Che in quelle scuole vi siano stati alunni maltrattati e abusati sessualmente è certo (il Papa lo ha riconosciuto e chiesto perdono, ma, giustamente, solo in un successivo discorso): ci sono testimonianze strazianti di questo; ma vi sono anche testimonianze di persone che sono state trattate bene. Sappiamo purtroppo che in ogni istituzione o struttura dove vi sia una differenza di potere così forte come quella tra adulti e giovani privi di protezione, la degenerazione perversa e manipolatoria è sempre possibile, ma questa è appunto una degenerazione e non la norma.

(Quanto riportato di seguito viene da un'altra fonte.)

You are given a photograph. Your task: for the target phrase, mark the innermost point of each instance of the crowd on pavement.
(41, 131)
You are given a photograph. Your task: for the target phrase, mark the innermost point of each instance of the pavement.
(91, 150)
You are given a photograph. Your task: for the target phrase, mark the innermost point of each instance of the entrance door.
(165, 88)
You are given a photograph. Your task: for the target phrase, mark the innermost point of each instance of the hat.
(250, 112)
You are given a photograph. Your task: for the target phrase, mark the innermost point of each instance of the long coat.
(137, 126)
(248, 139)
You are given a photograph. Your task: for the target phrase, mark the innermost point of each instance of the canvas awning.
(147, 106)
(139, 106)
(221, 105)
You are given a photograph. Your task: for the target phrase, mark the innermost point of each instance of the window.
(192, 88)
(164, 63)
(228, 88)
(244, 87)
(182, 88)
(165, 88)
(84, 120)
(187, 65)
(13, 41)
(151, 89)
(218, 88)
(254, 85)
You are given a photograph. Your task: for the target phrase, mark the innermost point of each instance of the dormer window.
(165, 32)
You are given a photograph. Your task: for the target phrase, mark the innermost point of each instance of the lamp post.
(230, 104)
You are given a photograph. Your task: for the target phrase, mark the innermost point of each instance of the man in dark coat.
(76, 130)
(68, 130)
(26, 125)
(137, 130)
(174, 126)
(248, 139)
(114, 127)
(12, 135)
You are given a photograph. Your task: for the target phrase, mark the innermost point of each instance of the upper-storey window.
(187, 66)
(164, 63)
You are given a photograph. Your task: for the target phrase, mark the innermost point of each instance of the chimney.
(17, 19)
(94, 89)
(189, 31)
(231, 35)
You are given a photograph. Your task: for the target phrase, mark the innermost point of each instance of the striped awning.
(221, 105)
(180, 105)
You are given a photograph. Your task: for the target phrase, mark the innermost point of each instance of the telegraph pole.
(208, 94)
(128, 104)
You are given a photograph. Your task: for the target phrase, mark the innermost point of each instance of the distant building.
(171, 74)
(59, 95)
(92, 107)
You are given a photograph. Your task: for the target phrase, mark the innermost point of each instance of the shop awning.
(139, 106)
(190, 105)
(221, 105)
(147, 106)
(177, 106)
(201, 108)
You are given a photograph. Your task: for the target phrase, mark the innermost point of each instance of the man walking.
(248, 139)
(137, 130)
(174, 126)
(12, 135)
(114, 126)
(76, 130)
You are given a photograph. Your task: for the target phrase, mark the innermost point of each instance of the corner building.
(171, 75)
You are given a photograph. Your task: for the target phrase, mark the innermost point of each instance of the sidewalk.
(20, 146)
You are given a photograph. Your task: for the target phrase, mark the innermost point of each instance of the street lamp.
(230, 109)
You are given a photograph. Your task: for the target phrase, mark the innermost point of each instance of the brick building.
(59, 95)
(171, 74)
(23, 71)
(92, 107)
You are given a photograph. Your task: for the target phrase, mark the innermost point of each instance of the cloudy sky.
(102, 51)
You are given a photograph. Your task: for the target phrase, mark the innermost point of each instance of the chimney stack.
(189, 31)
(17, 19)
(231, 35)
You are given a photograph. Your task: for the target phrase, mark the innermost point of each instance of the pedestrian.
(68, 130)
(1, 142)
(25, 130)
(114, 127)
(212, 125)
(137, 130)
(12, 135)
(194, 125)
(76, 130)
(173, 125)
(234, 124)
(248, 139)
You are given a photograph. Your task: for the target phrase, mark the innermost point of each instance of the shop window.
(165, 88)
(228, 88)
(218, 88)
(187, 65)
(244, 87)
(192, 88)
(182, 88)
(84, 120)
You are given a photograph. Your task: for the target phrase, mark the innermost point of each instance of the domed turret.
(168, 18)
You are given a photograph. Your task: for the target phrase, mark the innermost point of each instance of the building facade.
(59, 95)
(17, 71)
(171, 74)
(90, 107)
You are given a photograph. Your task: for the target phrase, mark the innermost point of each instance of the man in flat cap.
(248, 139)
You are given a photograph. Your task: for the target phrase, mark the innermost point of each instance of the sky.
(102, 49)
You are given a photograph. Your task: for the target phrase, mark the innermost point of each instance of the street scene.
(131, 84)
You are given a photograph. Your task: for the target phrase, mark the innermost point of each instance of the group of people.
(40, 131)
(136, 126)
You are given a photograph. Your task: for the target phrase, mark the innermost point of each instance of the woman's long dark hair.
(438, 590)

Il progetto di assimilazione culturale che implica la decisione di strappare i bambini alla famiglia, cambiando loro il nome e impedendo loro di parlare la propria lingua, è in sé inaccettabile, anche se i piccoli venissero trattati bene. Qui siamo davanti nello stesso tempo a un progetto da condannare in quanto tale e a casi in cui si è verificata una degenerazione anche rispetto a quello stesso progetto. Sono due piani diversi.

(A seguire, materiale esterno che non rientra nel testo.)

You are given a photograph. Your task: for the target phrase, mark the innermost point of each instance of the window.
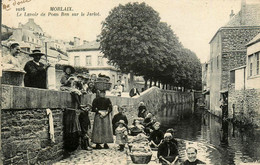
(100, 60)
(251, 69)
(232, 77)
(211, 66)
(76, 61)
(113, 79)
(257, 63)
(217, 61)
(88, 60)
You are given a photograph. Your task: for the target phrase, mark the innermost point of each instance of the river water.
(218, 142)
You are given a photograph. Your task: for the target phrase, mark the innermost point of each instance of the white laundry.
(51, 126)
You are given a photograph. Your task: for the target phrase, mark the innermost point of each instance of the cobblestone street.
(109, 156)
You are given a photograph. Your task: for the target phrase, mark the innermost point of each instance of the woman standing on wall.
(102, 129)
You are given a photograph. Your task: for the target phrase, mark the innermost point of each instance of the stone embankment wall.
(25, 124)
(154, 98)
(244, 105)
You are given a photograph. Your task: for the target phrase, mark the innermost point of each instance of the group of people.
(35, 75)
(104, 126)
(165, 143)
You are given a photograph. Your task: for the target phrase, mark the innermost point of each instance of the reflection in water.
(223, 143)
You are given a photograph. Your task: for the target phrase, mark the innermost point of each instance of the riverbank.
(109, 156)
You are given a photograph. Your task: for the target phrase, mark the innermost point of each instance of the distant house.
(206, 85)
(244, 87)
(89, 55)
(228, 51)
(31, 36)
(253, 64)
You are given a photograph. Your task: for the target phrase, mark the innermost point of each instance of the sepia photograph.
(124, 82)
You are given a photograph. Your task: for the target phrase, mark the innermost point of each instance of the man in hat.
(167, 151)
(102, 128)
(35, 76)
(85, 126)
(191, 152)
(10, 61)
(119, 116)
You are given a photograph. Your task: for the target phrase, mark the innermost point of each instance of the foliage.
(6, 35)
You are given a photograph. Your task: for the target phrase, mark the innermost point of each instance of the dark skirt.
(102, 130)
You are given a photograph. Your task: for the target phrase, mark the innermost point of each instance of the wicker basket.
(13, 78)
(105, 79)
(101, 85)
(141, 159)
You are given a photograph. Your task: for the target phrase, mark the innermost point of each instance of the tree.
(134, 40)
(131, 39)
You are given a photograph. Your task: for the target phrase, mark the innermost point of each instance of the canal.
(218, 142)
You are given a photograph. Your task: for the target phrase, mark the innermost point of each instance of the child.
(119, 116)
(173, 140)
(121, 135)
(85, 126)
(148, 123)
(156, 136)
(142, 110)
(136, 128)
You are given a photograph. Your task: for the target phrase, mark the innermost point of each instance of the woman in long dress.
(102, 129)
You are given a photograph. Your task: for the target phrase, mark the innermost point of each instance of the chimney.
(231, 14)
(85, 41)
(243, 12)
(76, 41)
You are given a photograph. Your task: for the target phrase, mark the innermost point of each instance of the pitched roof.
(248, 16)
(254, 40)
(93, 45)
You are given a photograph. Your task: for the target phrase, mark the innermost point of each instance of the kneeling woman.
(102, 129)
(167, 151)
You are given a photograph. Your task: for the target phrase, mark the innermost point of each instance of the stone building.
(228, 50)
(31, 36)
(244, 88)
(206, 85)
(89, 55)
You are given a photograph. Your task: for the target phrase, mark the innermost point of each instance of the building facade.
(244, 88)
(31, 36)
(228, 51)
(89, 55)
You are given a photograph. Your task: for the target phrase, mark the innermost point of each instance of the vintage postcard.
(198, 91)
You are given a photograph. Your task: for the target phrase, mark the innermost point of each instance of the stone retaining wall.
(25, 124)
(243, 105)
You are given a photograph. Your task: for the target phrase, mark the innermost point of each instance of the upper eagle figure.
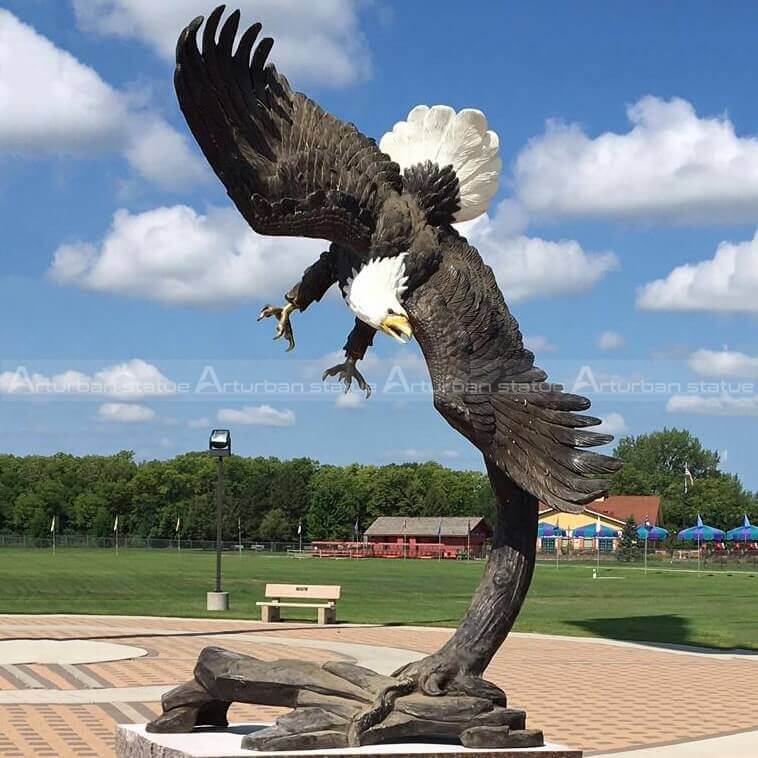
(293, 169)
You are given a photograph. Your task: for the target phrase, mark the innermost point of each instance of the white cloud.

D’altronde non c’è bisogno di andare in Canada: progetti simili li abbiamo conosciuti anche noi in Svizzera, e sono venuti alla luce tardi, e troppo tardi hanno cominciato a interrogare le coscienze. Dal 1926 al 1972, conformemente al programma Hilfswerk für die Kinder der Landstrasse (“Opera di assistenza per i bambini di strada”) della fondazione Pro Juventute, sono stati strappati definitivamente alle famiglie svizzere di nomadi Jenisch, Sinti e Rom 585 bambini (certificati dagli archivi della fondazione stessa, in gran parte secretati per un secolo) e i 2.000 stimati, collocati in istituti o presso altre famiglie con un nuovo nome, che i genitori non hanno più rivisto.

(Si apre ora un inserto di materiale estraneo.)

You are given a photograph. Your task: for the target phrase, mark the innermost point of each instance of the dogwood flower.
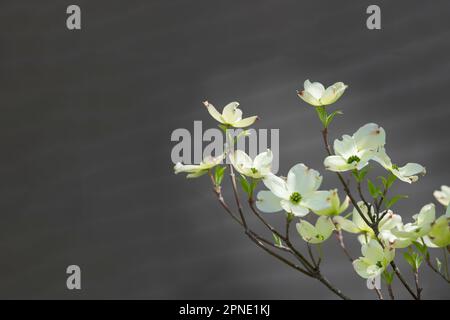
(230, 116)
(315, 234)
(354, 152)
(385, 226)
(335, 206)
(420, 227)
(439, 234)
(443, 195)
(297, 194)
(408, 173)
(316, 95)
(197, 170)
(374, 261)
(257, 168)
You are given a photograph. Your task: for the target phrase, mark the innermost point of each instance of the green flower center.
(295, 198)
(353, 159)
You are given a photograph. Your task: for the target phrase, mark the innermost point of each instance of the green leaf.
(390, 180)
(360, 174)
(245, 185)
(418, 260)
(383, 181)
(413, 259)
(218, 175)
(373, 190)
(322, 113)
(394, 200)
(331, 116)
(277, 240)
(410, 259)
(420, 247)
(388, 276)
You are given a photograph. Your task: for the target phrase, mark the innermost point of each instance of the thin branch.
(378, 292)
(340, 238)
(279, 257)
(373, 226)
(294, 251)
(391, 292)
(432, 267)
(416, 281)
(311, 255)
(402, 280)
(236, 196)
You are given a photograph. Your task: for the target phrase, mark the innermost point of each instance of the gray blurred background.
(86, 176)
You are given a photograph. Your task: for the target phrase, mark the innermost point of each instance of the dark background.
(86, 176)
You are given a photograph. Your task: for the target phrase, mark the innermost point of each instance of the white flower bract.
(316, 95)
(298, 194)
(231, 115)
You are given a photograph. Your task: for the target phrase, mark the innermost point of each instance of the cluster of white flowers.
(380, 230)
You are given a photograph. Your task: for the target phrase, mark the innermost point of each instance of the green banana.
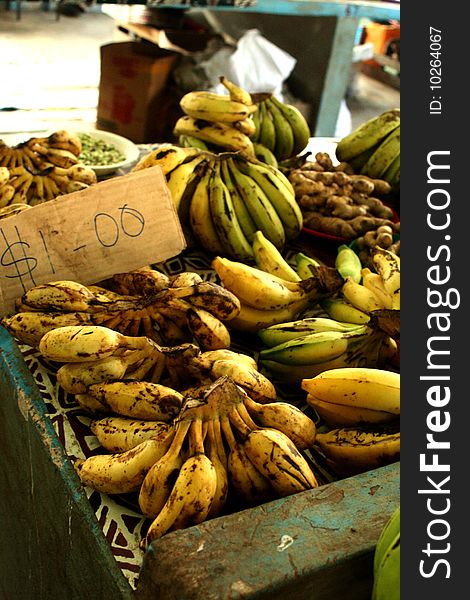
(367, 135)
(284, 135)
(298, 123)
(273, 186)
(384, 156)
(246, 222)
(267, 131)
(225, 219)
(258, 204)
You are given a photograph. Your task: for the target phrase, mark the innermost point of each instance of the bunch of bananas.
(280, 127)
(168, 310)
(363, 407)
(222, 444)
(306, 347)
(216, 121)
(387, 561)
(368, 292)
(373, 148)
(224, 199)
(267, 298)
(41, 169)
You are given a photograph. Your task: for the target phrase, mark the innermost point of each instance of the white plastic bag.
(256, 65)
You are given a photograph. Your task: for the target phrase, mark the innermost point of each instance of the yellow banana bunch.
(281, 127)
(352, 450)
(353, 396)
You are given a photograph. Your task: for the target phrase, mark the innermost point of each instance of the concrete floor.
(50, 72)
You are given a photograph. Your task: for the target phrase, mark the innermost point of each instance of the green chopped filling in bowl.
(96, 152)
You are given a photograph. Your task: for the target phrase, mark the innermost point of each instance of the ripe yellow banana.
(119, 434)
(257, 288)
(285, 417)
(350, 450)
(119, 473)
(256, 385)
(209, 332)
(190, 499)
(215, 107)
(76, 378)
(277, 458)
(29, 327)
(269, 259)
(157, 485)
(138, 399)
(363, 387)
(249, 485)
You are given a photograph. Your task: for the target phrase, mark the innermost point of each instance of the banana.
(345, 312)
(237, 93)
(282, 197)
(298, 123)
(363, 387)
(360, 297)
(215, 107)
(253, 319)
(367, 135)
(217, 455)
(200, 218)
(259, 206)
(61, 295)
(118, 434)
(269, 259)
(289, 330)
(220, 134)
(303, 264)
(138, 399)
(374, 283)
(267, 131)
(167, 157)
(384, 155)
(348, 263)
(350, 450)
(225, 219)
(119, 473)
(285, 417)
(387, 264)
(181, 178)
(29, 327)
(242, 214)
(209, 332)
(158, 482)
(284, 135)
(4, 176)
(264, 154)
(257, 288)
(309, 350)
(189, 141)
(256, 385)
(80, 343)
(277, 458)
(75, 378)
(190, 499)
(341, 415)
(251, 487)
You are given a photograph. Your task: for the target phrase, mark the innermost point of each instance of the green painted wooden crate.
(317, 545)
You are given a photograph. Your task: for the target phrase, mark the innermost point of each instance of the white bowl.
(128, 148)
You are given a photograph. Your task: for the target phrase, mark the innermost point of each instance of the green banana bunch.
(280, 127)
(305, 348)
(373, 149)
(387, 561)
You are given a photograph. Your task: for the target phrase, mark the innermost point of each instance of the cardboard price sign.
(111, 227)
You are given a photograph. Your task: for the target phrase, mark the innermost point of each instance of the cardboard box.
(133, 95)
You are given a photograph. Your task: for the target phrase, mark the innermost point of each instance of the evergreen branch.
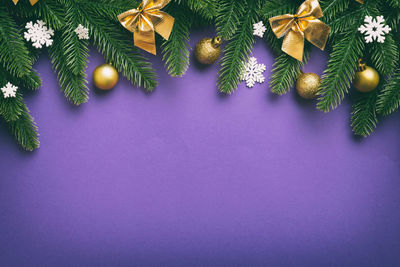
(14, 56)
(229, 17)
(364, 117)
(385, 55)
(69, 57)
(271, 9)
(389, 98)
(205, 8)
(25, 131)
(285, 72)
(176, 49)
(115, 43)
(340, 72)
(237, 50)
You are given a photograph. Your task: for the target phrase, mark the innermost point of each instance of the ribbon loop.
(304, 24)
(145, 21)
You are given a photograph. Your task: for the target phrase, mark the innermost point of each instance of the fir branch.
(25, 130)
(116, 44)
(364, 117)
(285, 72)
(14, 56)
(237, 50)
(389, 98)
(340, 72)
(271, 9)
(176, 48)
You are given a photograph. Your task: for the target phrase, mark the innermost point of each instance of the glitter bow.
(304, 24)
(145, 20)
(32, 2)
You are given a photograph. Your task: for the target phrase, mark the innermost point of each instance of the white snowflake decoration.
(82, 32)
(9, 90)
(38, 34)
(253, 72)
(374, 29)
(259, 29)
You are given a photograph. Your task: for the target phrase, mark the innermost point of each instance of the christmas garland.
(362, 38)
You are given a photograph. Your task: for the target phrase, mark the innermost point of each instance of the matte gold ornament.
(307, 85)
(105, 77)
(208, 50)
(304, 24)
(31, 1)
(366, 78)
(145, 20)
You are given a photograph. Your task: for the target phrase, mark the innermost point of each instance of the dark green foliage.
(364, 117)
(238, 49)
(389, 98)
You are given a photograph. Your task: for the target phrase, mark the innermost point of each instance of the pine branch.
(237, 50)
(25, 130)
(340, 72)
(271, 9)
(116, 44)
(69, 57)
(176, 49)
(285, 72)
(389, 98)
(14, 56)
(364, 117)
(229, 17)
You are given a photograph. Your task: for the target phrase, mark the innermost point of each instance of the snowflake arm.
(259, 29)
(9, 90)
(82, 32)
(38, 34)
(253, 72)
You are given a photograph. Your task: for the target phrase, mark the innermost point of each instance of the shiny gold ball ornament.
(208, 50)
(105, 77)
(366, 78)
(307, 85)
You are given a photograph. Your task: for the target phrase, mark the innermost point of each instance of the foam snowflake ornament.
(38, 34)
(82, 32)
(253, 72)
(9, 90)
(259, 29)
(374, 29)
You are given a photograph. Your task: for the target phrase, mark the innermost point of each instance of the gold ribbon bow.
(32, 2)
(145, 20)
(304, 24)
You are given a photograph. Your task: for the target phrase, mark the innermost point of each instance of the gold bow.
(146, 19)
(305, 23)
(32, 2)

I figli «illegittimi», per legge fino al 1981, venivano strappati alla madre e rinchiusi in istituto fino alla maggiore età. Questa brutta pagina della nostra storia, nel 2017, è stata squadernata, come molti ricorderanno, dal libro autobiografico di uno di quei ragazzi, Sergio Devecchi, nel quale l’autore evoca sofferenze, separazioni forzate, abbandoni (Infanzia rubata. La mia vita di bambino sottratto alla famiglia, traduzione italiana, Casagrande, 2019).
Non più di cinque anni fa, nel 2017, Elena Donazzan, assessore all’istruzione della regione Veneto, ha proposto che ai Rom e ai Sinti debbano essere tolti i figli da 0 a 6 anni per educarli: la stessa cosa che ha proposto e attuato la nostra Pro Juventute dal 1926.
Il grande gesto del Papa, insieme con il tentativo di genocidio culturale dei nativi canadesi voluto dal Governo e al quale hanno colpevolmente collaborato anche istituti gestiti da cattolici, ha implicitamente condannato ogni tentativo del genere, su grande scala o su piccola scala, precisando al contempo che il cristianesimo non implica alcuna imposizione di modelli culturali, ma chiede invece il rispetto delle culture originali dei popoli.